With the issuing of the New York Declaration for Refugees and Migrants of September 2016, the importance of locations of arrival for refugees has been highlighted and local solutions and opportunities has been strengthened.
“We commit to supporting host countries and communities in this regard, including by using locally available knowledge and capacities. We will support community-based development programmes that benefit both refugees and host communities.”
The 21st Century as a Century of Cities
The 20th century is often referred to as the “Century of Refugees” or the “Century of Expulsions.” Indeed, different forms of forced migrations have reached an unprecedented level. The beginning of the 21st century has so far been characterized as a continuance of the former century heralding a new century of refugees. It is to be analyzed with each selected city to what extent cities in the new century can play a role in resisting and redefining the terms of dealing with migrants. Lines of continuity and rupture to the role of the city in the 20th century will be traced as well, since also in the past “century of refugees” it were especially urban centers which became (perhaps temporary) places of refuge and new beginning.
The Local Turn
Since the summer 2015, the crisis in EU migration and asylum policy in the face of the issue of the accommodation and distribution of refugees has led to a strengthening of local solutions. The so-called “local turn” has made inroads into societies’ confrontation with immigration and social participation. The local level or the city increasingly become a space of solution for political dead ends of the nation-states. More and more cities worldwide are declaring themselves within these developments as cities of refuge or accommodation.
City as a Safe Haven
A clear definition of the concept of “city of refuge” is impossible because both an expression of solidarity and practice are linked in ways which are not always tied to concrete conditions. Not all urban communities enjoy the same scope for action but are rather subject to varying degrees of restrictions by their nation-states. Furthermore, there are urban spaces in which practices are carried out that are similar to those of the declared “Sanctuary Cities,” but they themselves do not described themselves as cities of refuge.
In today’s discussion there are many different names for these cities and towns – from “Cities of Refuge,” “Città di accoglienza” to “Solidarity Cities,” “Welcome Cities” or “Safe havens.” The cities try to stay within their ability to oppose the national government and to provide shelter. The goal is to find new solutions in order to create a possible legal spaces for the local refugees by either proactively opposing the dictates of the nation-state or creatively reformulating it.
Sanctuary cities are an innovative urban response to exclusionary national policies.
This usually involves working with their respective national governments to reduce cases of illegal immigration and the lack of residence permits, and to create opportunities to take refuge within the city’s limits. There are four aspects that characterize a city of refuge (Bauder et al., 2018):
(1) Legality, e.g. the official commitment of an urban legislative body to support refuge policies and practices;
(2) Discourse, e.g. to challenge exclusivist narratives that portray migrants and refugees as criminal and unworthy;
(3) Identity, e.g. the formation of collective identities that have a unified membership and express an urban community;
(4) Scale, e.g. the rejection of national migration and refugee legislation and the implementation of policies and practices of belonging.
These four aspects come together in numerous ways in different contexts.

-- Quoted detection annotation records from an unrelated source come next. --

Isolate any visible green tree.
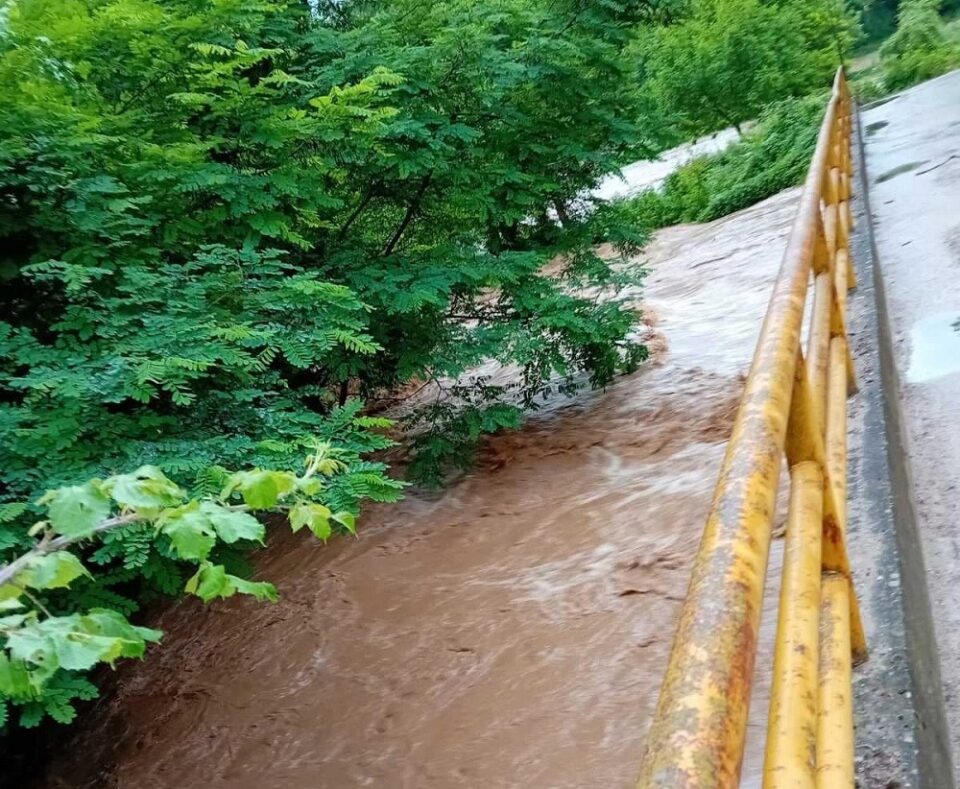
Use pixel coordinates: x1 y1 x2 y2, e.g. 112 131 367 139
880 0 957 90
640 0 854 135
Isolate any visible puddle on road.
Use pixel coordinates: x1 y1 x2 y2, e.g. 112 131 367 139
874 159 929 184
907 311 960 384
44 190 798 789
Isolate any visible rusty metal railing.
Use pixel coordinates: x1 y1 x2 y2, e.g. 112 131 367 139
638 69 866 789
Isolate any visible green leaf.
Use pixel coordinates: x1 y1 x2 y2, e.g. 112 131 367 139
221 469 297 510
21 551 93 589
332 511 357 534
0 651 36 698
184 562 277 603
104 466 184 513
184 562 226 603
200 501 266 543
227 575 279 603
290 501 330 540
160 502 217 561
39 481 110 537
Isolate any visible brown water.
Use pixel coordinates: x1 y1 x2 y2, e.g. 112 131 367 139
47 191 796 789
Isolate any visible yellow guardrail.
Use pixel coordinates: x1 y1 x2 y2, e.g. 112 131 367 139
638 69 866 789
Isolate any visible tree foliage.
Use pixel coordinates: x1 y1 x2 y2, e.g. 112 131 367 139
0 441 392 727
608 93 827 229
880 0 958 90
0 0 660 724
641 0 855 135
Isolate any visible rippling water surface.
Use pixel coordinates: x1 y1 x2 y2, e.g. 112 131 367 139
47 186 797 789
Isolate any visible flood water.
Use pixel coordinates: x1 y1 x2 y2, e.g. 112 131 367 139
46 190 797 789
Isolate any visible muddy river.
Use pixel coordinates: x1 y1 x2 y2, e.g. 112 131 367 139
45 191 797 789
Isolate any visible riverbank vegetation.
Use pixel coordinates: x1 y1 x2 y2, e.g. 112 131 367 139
0 0 956 740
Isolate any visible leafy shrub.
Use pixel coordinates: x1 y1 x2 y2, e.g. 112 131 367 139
0 441 399 728
880 0 956 90
0 0 650 500
638 0 856 136
618 95 826 229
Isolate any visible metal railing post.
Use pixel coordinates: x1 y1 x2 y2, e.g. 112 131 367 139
638 70 866 789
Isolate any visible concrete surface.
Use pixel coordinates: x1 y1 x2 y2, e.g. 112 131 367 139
848 104 953 789
854 72 960 789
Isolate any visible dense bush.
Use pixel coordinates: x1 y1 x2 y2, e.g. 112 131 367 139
0 441 382 727
0 0 669 723
608 94 826 229
638 0 856 136
880 0 957 90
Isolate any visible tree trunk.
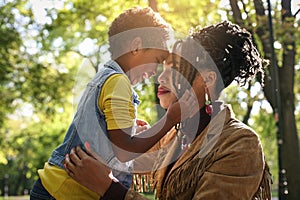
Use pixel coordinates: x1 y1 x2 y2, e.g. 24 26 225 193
230 0 300 199
279 0 300 200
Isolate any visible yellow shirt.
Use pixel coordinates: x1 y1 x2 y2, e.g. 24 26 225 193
38 74 135 200
98 74 135 130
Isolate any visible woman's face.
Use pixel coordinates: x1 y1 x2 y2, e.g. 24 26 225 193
157 54 179 109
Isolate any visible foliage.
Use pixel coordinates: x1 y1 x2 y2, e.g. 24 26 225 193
0 0 300 195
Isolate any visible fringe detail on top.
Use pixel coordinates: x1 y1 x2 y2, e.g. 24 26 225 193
252 161 273 200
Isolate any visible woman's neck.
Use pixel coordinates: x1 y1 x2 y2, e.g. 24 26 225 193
181 102 222 143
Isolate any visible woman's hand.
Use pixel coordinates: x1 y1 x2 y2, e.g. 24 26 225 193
65 142 114 196
136 119 150 134
167 90 199 123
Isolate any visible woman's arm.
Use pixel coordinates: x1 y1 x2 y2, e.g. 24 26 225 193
65 143 146 200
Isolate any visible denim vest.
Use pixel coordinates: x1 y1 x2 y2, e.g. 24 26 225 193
48 60 139 187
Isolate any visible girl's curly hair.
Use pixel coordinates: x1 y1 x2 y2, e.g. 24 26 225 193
108 6 171 58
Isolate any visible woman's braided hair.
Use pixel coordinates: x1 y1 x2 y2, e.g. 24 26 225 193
173 21 264 96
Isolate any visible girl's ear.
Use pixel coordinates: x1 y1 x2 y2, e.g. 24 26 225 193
202 71 217 87
130 37 142 54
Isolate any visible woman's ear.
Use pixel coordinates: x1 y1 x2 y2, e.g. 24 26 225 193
130 37 142 55
202 71 217 87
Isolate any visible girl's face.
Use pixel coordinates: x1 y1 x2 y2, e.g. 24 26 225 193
127 49 169 85
157 54 179 109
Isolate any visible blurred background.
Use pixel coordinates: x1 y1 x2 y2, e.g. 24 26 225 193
0 0 300 200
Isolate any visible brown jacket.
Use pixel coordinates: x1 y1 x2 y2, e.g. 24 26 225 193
125 106 270 200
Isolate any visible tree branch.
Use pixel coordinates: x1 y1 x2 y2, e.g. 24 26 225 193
294 8 300 18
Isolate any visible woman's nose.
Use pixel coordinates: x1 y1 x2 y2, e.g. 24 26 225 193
157 71 167 83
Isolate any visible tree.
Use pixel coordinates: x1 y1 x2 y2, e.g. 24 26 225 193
230 0 300 199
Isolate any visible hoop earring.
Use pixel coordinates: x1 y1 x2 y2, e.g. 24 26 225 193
205 87 214 116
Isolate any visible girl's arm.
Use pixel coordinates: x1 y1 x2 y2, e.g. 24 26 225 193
108 91 198 162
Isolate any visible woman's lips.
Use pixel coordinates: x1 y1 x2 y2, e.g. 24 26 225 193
157 86 170 96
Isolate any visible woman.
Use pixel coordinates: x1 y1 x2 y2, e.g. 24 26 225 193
66 21 270 199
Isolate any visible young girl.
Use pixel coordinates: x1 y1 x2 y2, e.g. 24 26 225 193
30 7 196 200
66 21 271 200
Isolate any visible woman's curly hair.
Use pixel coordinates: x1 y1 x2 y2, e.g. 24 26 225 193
174 21 264 95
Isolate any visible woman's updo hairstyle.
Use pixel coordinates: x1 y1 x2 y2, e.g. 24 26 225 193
174 21 264 93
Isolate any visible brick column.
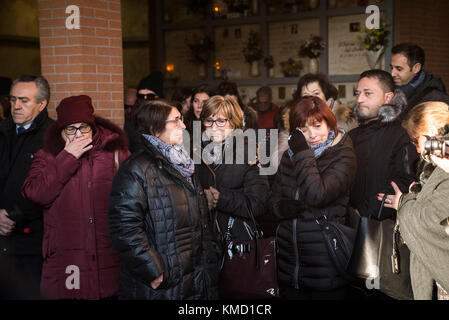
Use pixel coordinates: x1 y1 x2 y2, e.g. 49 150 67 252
38 0 123 125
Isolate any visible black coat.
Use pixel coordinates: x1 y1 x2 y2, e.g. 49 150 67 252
109 141 219 300
194 138 269 240
349 120 418 220
0 108 53 255
270 133 356 290
404 72 449 115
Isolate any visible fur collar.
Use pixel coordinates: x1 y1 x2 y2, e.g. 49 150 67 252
43 116 128 156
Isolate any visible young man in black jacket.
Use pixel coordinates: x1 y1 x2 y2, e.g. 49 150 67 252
0 76 53 299
349 70 418 298
390 43 449 114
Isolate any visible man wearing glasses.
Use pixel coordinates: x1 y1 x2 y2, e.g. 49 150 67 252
0 76 53 299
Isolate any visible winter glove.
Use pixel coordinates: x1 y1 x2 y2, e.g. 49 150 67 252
288 128 309 154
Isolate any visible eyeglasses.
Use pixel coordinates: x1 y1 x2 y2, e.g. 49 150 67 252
410 137 419 146
137 93 157 100
64 124 92 136
165 116 184 127
203 118 230 127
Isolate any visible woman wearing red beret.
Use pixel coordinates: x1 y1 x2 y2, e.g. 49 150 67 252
22 95 130 300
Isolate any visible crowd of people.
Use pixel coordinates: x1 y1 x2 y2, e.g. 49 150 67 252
0 43 449 300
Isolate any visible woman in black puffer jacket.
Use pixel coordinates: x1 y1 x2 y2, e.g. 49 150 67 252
270 97 356 299
194 96 269 240
109 100 219 300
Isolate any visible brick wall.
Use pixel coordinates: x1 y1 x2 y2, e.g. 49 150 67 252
394 0 449 91
39 0 123 125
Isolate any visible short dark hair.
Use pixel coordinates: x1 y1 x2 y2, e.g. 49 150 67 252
133 99 175 135
289 96 338 135
359 69 395 93
216 81 246 110
293 73 338 100
11 75 50 106
391 42 426 69
256 86 273 99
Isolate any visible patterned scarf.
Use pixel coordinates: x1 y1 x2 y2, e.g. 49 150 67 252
288 130 335 159
143 134 195 185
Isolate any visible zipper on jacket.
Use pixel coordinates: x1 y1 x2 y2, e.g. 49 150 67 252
292 219 299 289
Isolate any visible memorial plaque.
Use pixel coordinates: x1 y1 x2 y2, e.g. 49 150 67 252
165 29 205 81
269 19 320 77
214 24 263 80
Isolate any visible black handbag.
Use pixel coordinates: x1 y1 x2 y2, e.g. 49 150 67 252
348 196 413 300
218 208 279 299
316 207 359 278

Nevertheless, they can serve as a working definition of a city of refuge.
A Question of Perspective
To look at a city of refuge from the point of view of a refugee opens up a perspective that is linked to the strategies and hopes of human beings, who are, or have been, connected to that respective city. Although Vilnius – the capital of a Polish ‘voivodeship’ until October 1939, and until June 1940, the capital of the Lithuanian Soviet Socialist Republic – was certainly not seen as a “sanctuary city,” it provided for Polish Jewish refugees for a certain period of time a safe haven par excellence. International Jewish organizations and self-organizations by refugees met urban initiatives, which offered refugees a safe haven.
Urban sanctuary communities are changing the discourses of migration and belonging and are reimagining the city as an inclusive space.
This haven was used by many for their onward journey in one way or the other. But due to the Jewish infrastructure which had been woven within the city for centuries, Vilnius also provided new beginnings for many, and the basis to resume one’s cultural life. That these hopes were brutally shattered by Nazi Germany shouldn’t mean that history should be read backwards and to disqualify Vilnius as a sanctuary city for Jewish refugees, even if temporary.
Nowadays, Palermo defines itself as the city of accommodation and thus signals a readiness to open up and allow for the participation of all people beyond refuge:
“There are no migrants; anyone who arrives in Palermo becomes a Palermitan.”